Materials and Methods

Chemicals

NBR with 44% acetonitrile (ACN) was kindly provided by Lanxess (Mw = 230 000 g mol^-1, Per-bunan 4456F). Chloroform, methanol, benzoyl peroxide (BPO), poly(ethylene glycol) dimethacrylate (PEGDM, Mn = 550 g mol^-1), poly(ethylene oxide) (PEO, Mn = 100 000), 2,2-dimethoxy-2-phenylacetophenone (Irgacure 651), propylene carbonate, copper(II) chloride, tert-butyl acrylate (tBA), N,N,N′,N′′,N′′-pentamethyldiethylenetriamine(PMDETA), tin(II) ethylhexanoate, acetone, anisole, hydroxyl methyl 3,4-ethylenedioxythiophene, 2-bromopropionyl bromide, 4-(dimethylamino)pyridine, lithium perchlorate (LiClO4), acetonitrile, methane sulphonic acid, propylene carbonate and phosphate buffered saline (PBS) solution were purchased from Sigma Aldrich. Anhydrous iron III chloride was purchased from Acros.
3,4-Ethylenedioxythiophene (EDOT) (H C Starck) was distilled under reduced pressure before use. Lithium bis-trifluoromethanesulfonimide (LiTFSI) was purchased from Solvay. All materials were used as received unless otherwise stated.

Electrospinning NBR/PEGDM

The electrospinning solutions (Table 3. 3) were prepared by dissolving NBR in chloroform or THF until homogenous solutions were obtained. This is followed by the addition of the corresponding amounts of poly(ethylene glycol) dimethacrylate PEGDM (which was run through a basic activated alumina column before use to remove the inhibitor MEHQ), poly(ethylene oxide) (PEO), Irgacure 651 and benzoyl peroxide (BPO). The solution was further stirred until it became homogeneous and drawn into a 1 ml or 5 ml all glass syringe with an 18G metallic needle. The electrospinning was then performed using 8 to 14 kV electric field, with a 10 cm needle-collector distance and 1.0 ml/h pump rate. In situ cross-linking was achieved with the photoinitiator, Irgacure 651, and using an 80000 µW/cm² UV lamp purchased from South West Pacific (model SB100P/FA). Further cross-linking was achieved though thermal initiator, BPO, in a vacuum oven at 80° C under reduced pressure.

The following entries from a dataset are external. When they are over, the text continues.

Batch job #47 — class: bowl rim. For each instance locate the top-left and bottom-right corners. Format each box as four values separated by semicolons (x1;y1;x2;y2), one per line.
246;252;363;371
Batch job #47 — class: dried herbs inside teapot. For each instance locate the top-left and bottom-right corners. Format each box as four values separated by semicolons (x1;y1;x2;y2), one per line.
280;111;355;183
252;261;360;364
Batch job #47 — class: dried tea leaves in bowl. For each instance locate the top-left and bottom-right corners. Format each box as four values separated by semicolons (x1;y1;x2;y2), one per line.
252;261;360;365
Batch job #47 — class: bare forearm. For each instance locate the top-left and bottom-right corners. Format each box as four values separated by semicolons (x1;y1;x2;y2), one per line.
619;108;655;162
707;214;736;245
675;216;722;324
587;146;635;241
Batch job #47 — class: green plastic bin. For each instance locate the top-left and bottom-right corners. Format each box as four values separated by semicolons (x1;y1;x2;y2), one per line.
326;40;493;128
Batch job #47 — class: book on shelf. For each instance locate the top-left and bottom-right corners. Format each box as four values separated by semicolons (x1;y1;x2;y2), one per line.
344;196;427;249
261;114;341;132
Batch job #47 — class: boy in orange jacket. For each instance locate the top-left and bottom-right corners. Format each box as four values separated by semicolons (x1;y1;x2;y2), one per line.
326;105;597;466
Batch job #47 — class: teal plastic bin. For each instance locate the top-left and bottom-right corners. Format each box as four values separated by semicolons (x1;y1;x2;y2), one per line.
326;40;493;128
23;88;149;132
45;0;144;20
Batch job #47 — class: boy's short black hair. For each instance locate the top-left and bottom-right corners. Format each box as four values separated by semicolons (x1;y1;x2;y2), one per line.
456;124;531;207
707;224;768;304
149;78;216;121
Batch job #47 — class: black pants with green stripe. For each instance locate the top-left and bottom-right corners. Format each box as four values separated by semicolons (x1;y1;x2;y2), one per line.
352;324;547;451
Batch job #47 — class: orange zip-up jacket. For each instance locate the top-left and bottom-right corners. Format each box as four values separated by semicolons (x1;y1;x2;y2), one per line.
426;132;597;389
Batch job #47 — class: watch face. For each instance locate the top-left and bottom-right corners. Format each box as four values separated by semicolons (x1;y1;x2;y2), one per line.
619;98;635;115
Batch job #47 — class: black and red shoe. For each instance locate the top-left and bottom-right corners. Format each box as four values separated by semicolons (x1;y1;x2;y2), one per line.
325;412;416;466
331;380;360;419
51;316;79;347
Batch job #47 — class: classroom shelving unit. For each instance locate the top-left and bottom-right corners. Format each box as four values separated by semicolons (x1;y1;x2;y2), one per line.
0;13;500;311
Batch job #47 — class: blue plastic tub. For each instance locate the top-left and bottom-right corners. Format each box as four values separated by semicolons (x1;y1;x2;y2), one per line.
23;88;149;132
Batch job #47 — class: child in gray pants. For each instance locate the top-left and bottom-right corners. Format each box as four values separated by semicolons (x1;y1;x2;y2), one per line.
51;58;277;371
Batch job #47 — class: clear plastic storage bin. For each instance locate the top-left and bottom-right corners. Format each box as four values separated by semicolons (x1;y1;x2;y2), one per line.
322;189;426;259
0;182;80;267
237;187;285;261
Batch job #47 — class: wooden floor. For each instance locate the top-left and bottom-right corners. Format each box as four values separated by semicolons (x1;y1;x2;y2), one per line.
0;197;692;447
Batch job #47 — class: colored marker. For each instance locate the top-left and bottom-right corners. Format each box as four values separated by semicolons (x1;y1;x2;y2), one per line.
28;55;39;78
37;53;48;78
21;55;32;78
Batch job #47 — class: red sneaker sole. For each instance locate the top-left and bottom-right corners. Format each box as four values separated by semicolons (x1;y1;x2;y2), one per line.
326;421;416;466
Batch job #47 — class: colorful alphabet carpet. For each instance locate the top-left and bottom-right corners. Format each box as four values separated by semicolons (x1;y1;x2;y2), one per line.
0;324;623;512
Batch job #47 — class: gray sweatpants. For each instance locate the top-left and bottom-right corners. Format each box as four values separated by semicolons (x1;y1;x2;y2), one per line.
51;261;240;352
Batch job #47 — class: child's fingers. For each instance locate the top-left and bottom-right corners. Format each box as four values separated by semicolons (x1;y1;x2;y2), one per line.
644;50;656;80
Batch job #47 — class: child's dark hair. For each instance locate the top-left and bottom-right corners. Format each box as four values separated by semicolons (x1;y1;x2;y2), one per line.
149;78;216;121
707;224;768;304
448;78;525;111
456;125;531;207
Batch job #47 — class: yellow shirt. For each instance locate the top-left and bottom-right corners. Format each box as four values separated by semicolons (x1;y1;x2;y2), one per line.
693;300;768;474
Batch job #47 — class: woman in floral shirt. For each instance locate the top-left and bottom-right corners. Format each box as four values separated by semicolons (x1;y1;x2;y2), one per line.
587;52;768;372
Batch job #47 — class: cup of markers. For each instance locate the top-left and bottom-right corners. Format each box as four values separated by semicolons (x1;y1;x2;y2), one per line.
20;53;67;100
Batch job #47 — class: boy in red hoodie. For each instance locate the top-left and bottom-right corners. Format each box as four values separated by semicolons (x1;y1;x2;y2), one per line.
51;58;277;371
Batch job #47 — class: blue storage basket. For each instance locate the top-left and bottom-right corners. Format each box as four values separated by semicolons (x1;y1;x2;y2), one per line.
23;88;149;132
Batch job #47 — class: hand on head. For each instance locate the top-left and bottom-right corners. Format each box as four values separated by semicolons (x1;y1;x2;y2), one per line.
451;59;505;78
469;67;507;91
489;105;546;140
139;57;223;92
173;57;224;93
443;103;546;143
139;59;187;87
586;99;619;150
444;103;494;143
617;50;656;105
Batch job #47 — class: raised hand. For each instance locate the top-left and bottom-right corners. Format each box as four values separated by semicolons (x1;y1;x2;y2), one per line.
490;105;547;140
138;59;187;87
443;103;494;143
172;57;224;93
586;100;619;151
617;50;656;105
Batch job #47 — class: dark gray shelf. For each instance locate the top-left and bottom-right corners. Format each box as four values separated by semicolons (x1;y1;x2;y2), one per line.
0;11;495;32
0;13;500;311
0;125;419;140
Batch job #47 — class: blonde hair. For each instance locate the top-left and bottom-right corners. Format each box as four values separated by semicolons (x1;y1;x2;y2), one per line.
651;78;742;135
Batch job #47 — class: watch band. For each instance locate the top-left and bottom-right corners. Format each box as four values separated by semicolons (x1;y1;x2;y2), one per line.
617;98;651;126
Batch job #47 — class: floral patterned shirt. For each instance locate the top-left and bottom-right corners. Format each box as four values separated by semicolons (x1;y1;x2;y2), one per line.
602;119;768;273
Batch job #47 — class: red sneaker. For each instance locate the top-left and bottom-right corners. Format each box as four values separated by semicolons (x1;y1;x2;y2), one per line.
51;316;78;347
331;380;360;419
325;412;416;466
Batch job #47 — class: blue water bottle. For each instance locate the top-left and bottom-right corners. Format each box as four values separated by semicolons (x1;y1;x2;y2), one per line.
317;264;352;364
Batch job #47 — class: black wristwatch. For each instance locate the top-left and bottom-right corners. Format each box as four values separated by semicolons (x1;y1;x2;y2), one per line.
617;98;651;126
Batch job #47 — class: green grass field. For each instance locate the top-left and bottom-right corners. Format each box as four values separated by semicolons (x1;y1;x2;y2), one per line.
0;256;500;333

Synthesis and characterisation of PEDOT embedded microfibres

PEDOT incorporation

The electrospun mats were swollen with 3, 4-ethylenedioxythiophene (EDOT) using vapour phase deposition for 2-6 hours achieving a swelling ratio of 80 – 120%. EDOT was then oxidised via immersing the swollen electrospun mat in an aqueous solution of 1.5 M FeCl3 for various times at 40 ° C (Figure 3.6), resulting in polymerisation of the EDOT and forming the PEDOT interpenetrated elastomeric microfibres.

SEM and EDX analysis

SEM on samples with and without PEDOT was conducted with a Philips XL30S FEG with a SiLi (Lithium drifted) with a Super Ultra-Thin Window EDX detector and with a LEICA LEO S430i SEM. The samples prior to PEDOT incorporation were coated with a Quorum Q150RS sputter coater to give a double layer of platinum coating. Samples for EDX and cross-section SEM images were cryocut in liquid nitrogen before imaging.

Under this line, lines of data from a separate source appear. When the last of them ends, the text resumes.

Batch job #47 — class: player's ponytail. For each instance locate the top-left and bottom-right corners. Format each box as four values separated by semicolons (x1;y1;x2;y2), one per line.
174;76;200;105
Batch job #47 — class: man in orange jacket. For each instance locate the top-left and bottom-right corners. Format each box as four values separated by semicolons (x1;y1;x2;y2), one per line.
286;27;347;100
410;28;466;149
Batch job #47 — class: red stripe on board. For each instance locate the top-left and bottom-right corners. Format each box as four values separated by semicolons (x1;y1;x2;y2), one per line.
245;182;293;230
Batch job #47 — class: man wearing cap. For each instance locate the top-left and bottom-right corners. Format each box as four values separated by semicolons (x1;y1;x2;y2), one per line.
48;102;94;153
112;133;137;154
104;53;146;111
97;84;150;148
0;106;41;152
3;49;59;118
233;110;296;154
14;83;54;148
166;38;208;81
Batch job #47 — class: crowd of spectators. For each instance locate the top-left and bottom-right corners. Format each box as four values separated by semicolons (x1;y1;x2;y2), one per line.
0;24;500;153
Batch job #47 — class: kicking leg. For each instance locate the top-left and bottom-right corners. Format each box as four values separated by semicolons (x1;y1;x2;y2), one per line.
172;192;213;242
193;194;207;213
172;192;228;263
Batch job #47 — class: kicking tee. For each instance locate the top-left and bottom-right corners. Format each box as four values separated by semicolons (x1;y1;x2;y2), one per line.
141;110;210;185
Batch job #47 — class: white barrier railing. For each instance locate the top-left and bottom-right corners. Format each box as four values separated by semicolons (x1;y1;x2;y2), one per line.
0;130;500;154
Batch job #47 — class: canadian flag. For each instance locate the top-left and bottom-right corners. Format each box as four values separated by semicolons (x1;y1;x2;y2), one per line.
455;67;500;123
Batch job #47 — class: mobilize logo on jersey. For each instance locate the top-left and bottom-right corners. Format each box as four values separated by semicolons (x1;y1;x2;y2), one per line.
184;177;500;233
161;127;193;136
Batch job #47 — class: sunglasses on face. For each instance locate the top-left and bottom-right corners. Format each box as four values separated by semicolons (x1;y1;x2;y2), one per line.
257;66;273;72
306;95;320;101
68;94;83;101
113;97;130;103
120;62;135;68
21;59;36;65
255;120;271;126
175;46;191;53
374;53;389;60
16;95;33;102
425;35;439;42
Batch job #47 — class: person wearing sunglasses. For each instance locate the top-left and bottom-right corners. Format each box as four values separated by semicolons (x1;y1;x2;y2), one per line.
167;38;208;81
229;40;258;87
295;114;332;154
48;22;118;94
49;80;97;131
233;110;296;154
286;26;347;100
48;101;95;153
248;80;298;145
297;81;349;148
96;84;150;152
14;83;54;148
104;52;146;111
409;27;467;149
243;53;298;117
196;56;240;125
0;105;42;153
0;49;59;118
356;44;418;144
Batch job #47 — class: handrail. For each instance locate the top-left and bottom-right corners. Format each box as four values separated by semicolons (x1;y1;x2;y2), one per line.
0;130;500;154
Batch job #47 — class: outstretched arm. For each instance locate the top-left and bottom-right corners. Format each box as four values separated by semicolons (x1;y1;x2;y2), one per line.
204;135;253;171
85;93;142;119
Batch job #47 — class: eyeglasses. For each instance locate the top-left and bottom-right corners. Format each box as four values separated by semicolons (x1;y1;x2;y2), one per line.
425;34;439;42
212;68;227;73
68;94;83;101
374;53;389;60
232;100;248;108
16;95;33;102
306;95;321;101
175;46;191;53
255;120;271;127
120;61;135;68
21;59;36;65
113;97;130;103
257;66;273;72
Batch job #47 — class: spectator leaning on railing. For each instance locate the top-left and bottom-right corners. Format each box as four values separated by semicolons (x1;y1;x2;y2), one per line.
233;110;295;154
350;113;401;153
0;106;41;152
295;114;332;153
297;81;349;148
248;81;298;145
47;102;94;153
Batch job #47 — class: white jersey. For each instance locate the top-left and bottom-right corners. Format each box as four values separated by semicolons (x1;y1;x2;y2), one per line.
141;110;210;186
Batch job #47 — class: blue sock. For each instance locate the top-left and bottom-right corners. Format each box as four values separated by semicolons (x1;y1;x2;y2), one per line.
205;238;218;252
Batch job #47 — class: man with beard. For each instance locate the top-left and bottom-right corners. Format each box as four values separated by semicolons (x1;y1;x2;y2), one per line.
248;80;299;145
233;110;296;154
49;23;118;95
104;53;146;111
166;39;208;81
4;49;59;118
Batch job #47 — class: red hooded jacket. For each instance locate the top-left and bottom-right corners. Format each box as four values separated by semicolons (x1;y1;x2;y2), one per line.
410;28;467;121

Elemental analysis of PEDOT embedded microfibre mats

Elemental analysis was carried out by the microanalysis department of ICSN-CNRS. The tests were made 3 times per sample in order to obtain an average.

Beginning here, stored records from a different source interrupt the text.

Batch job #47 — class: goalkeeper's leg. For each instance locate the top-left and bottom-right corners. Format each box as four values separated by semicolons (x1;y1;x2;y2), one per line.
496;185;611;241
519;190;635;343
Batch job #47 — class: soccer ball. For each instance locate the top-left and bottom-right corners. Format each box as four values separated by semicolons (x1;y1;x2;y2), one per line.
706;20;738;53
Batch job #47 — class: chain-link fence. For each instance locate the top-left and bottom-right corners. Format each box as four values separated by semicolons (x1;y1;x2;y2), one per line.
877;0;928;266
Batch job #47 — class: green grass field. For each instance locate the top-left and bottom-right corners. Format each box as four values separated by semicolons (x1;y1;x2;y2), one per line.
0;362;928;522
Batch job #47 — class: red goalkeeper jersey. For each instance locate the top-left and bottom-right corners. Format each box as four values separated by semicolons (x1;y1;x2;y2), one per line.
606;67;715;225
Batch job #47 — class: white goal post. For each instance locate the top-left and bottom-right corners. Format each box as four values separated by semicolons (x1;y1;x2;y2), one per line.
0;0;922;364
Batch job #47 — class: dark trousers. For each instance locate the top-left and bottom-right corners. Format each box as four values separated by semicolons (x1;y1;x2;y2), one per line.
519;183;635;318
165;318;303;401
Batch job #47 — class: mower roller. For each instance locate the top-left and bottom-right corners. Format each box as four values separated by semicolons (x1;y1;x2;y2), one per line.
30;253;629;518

Electrochemical characterisation of the PEDOT embedded microfibre mats

Cyclic Voltammetry was carried out using a VSP potentiometer (Biologic) at 50 mV/s for samples in 1 M LiTFSi PC solution and PBS solution. For the samples in PBS solution the rate was also recorded at 5, 10, 20, and 100 mV/s. The fibre mats were placed in a gold mesh that was then used as the working electrode. Platinized titanium wire and silver wire were used as counter and reference electrodes, respectively. Conductance measurements were carried out using a Keithley 2000 multimeter with gold contacts.

Confocal microscopy analysis of PEDOT embedded microfibre mats

Pore size variation was visualised in situ by immersing the film in 1 M LiTFSI – PC solution or a PBS solution and using a confocal microscope to map and monitor the changes. The confocal microscope used was an inversed ZEISS Axio Lab A1 microscope with an x63 oil Plan Apo lens. The sample was in contact with a gold mesh as the working electrode under the control of an Autolab PGSTAT101 potentiostat, and used in con-junction with a platinized titanium counter electrode and a silver reference electrode. The gold mesh was separated from the counter electrode by a poly(vinylidene fluoride) PVDF membrane. During the experiment potential was stepped from -0.5 to +0.6 V. Image analysis for SEM images and confocal microscopy images was performed using the ImageJ software package.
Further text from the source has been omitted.